By Viga Liu
Key Takeaways:
· Performance & Cost: DeepSeek's R1 model rivals OpenAI's O1, excelling in math and coding, with DeepSeek V3 offering cost-effective training through innovative algorithms.
· Innovations: DeepSeek introduces groundbreaking methods like MOE, MLA, MTP, and RL, redefining AI development.
· NVIDIA's Future: DeepSeek's rise is reshaping AI sector valuations, potentially altering market shares. Short-term dominance for NVIDIA's GPUs, but DeepSeek's approach suggests a future where algorithm optimization might lessen GPU dependency.
DeepSeek's recent released models have rapidly become a focal point in the AI industry due to their outstanding performance across multiple standardized tests, garnering widespread attention from the sector. The market has begun to reassess the stock prices of major companies in the AI field, considering the potential redistribution of market shares and shifts in technological trajectories that DeepSeek's innovations might bring. This has led to a reevaluation of the market valuations of related companies. As illustrated in the figure below, DeepSeek's R1 model performs comparably to OpenAI's O1 model across various domains, particularly excelling in mathematics and programming tasks. However, in general knowledge assessments, DeepSeek-R1 has not surpassed the OpenAI O1 model.
Source: DeepSeek
At the AIME 2024 mathematics competition benchmark, DeepSeek-R1 achieved a pass rate of 79.8%, slightly higher than OpenAI-1-o1's 79.2%, demonstrating its competitiveness in mathematical reasoning. In programming capability evaluations, although DeepSeek-R1 reached 96.3% on Codeforces, it was slightly behind OpenAI-o1's 96.6%, indicating that OpenAI's model has a slight edge in programming tasks. On the complex mathematical problem set MATH-500, DeepSeek-R1 led with an accuracy rate of 97.3% compared to OpenAI-o1's 96.4%, showcasing its strong performance in mathematics. Similarly, in the software engineering benchmark SWE-bench Verified, DeepSeek-R1 solved 49.2% of the problems, compared to OpenAI-o1's 48.9%, indicating comparable performance in specific engineering tasks. However, in the general knowledge test MMLU, DeepSeek-R1 scored 90.8%, close but not surpassing OpenAI-o1's 91.8%, reflecting a gap in the breadth of knowledge. In the GPQA Diamond test, DeepSeek-R1's accuracy rate of 71.5% was significantly lower than OpenAI-o1's 75.7%, suggesting that DeepSeek-R1 still has room for improvement in handling advanced knowledge questions.
From the model comparison in the table below, it's clear that DeepSeek V3 has a significant edge in cost efficiency. Its training was completed at a cost of just $5.58 million, utilizing 2,048 NVIDIA H800 GPUs over 2.78 million GPU hours. When compared with other models, DeepSeek V3 stands out for its remarkably low cost. This cost efficiency is achieved through innovative algorithm optimization and efficient resource utilization, especially noteworthy given that the H800 GPUs DeepSeek V3 employs are not the most cutting-edge technology available.
However, according to supply chain data compiled by Dylan Patel, the founder of industry analysis firm SemiAnalysis, DeepSeek has managed to secure about 50,000 NVIDIA chips, including the H800, which is banned to export to China. Currently, the H20 GPU, which has not been embargoed, could potentially serve as a substitute for the H800, but there's no data yet to support its performance and efficiency in this role. Should the H20 also face an embargo from the US, there would be no immediate chip alternative available.
Source: Deepseek, OpenAI, Anthropic, SemiAnalysis, Tradingkey.com
Source: DeepSeek
Despite DeepSeek demonstrating a significant cost advantage in training, this result has inevitably raised some skepticism within the industry. To unravel this mystery, it's crucial to delve into the innovations of the DeepSeek algorithm, to infer how it achieves cost savings without compromising performance.

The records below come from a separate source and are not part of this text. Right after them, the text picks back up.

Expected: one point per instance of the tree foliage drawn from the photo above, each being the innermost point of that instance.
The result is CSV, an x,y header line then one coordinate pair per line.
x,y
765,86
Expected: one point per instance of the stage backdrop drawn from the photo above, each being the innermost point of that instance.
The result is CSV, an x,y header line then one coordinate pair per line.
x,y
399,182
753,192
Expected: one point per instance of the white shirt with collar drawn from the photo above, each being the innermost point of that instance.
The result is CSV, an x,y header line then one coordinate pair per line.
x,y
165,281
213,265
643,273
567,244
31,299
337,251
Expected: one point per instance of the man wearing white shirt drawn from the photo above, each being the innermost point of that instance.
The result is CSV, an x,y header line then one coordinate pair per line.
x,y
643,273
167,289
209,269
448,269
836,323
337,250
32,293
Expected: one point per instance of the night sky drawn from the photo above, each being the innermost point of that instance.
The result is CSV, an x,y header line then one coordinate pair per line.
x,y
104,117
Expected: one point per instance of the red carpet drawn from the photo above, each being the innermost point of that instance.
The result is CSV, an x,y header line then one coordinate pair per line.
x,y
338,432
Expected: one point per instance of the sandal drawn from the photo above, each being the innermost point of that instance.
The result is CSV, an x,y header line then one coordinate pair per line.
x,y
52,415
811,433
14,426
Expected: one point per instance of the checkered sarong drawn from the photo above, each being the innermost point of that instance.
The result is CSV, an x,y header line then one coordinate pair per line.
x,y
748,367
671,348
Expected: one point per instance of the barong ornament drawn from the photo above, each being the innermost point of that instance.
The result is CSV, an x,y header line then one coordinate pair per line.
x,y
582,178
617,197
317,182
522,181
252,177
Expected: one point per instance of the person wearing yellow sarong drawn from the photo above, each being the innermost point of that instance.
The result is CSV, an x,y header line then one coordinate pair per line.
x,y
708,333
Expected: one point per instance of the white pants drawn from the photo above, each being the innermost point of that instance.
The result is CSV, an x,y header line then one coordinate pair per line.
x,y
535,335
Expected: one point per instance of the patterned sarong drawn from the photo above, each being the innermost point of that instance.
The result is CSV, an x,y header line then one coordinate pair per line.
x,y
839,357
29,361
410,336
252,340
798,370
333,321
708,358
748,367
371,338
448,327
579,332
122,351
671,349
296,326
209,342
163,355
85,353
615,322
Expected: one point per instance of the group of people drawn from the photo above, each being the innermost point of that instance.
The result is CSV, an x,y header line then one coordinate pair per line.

Mixture-of-Experts (MOE) Architecture
In traditional large language model training, every part of the model is required to process all inputs, regardless of whether they suit its expertise. This often leads to overuse or complete idleness of model parameters, resulting in a waste of computational resources. Models might require vast computational power to handle various types of data, yet only a small fraction of parameters is actually needed. Since all parameters must be activated to process each input, scaling the model further becomes challenging due to the explosion in computational demand and memory usage. This is where DeepSeek introduces the MOE architecture.
Source: DeepSeek
Fine-Grained Expert Segmentation: DeepSeek further refines its MOE by breaking down experts into smaller units, each focusing on a specific data subset or task. This specialization enhances learning depth within each domain, avoiding mediocre performance across all data. It improves resource utilization by reducing inefficient computations, leading to better model performance with the same resources. In large models, this segmentation minimizes overfitting by allowing experts to concentrate on relevant patterns, not noise, without increasing the total parameter count.
Shared Expert: DeepSeek's MOE architecture includes shared experts that handle general knowledge used across the model, not tied to specific tasks. This knowledge, learned once, is directly utilized by all experts, eliminating redundant learning, which in turn accelerates processing and boosts efficiency.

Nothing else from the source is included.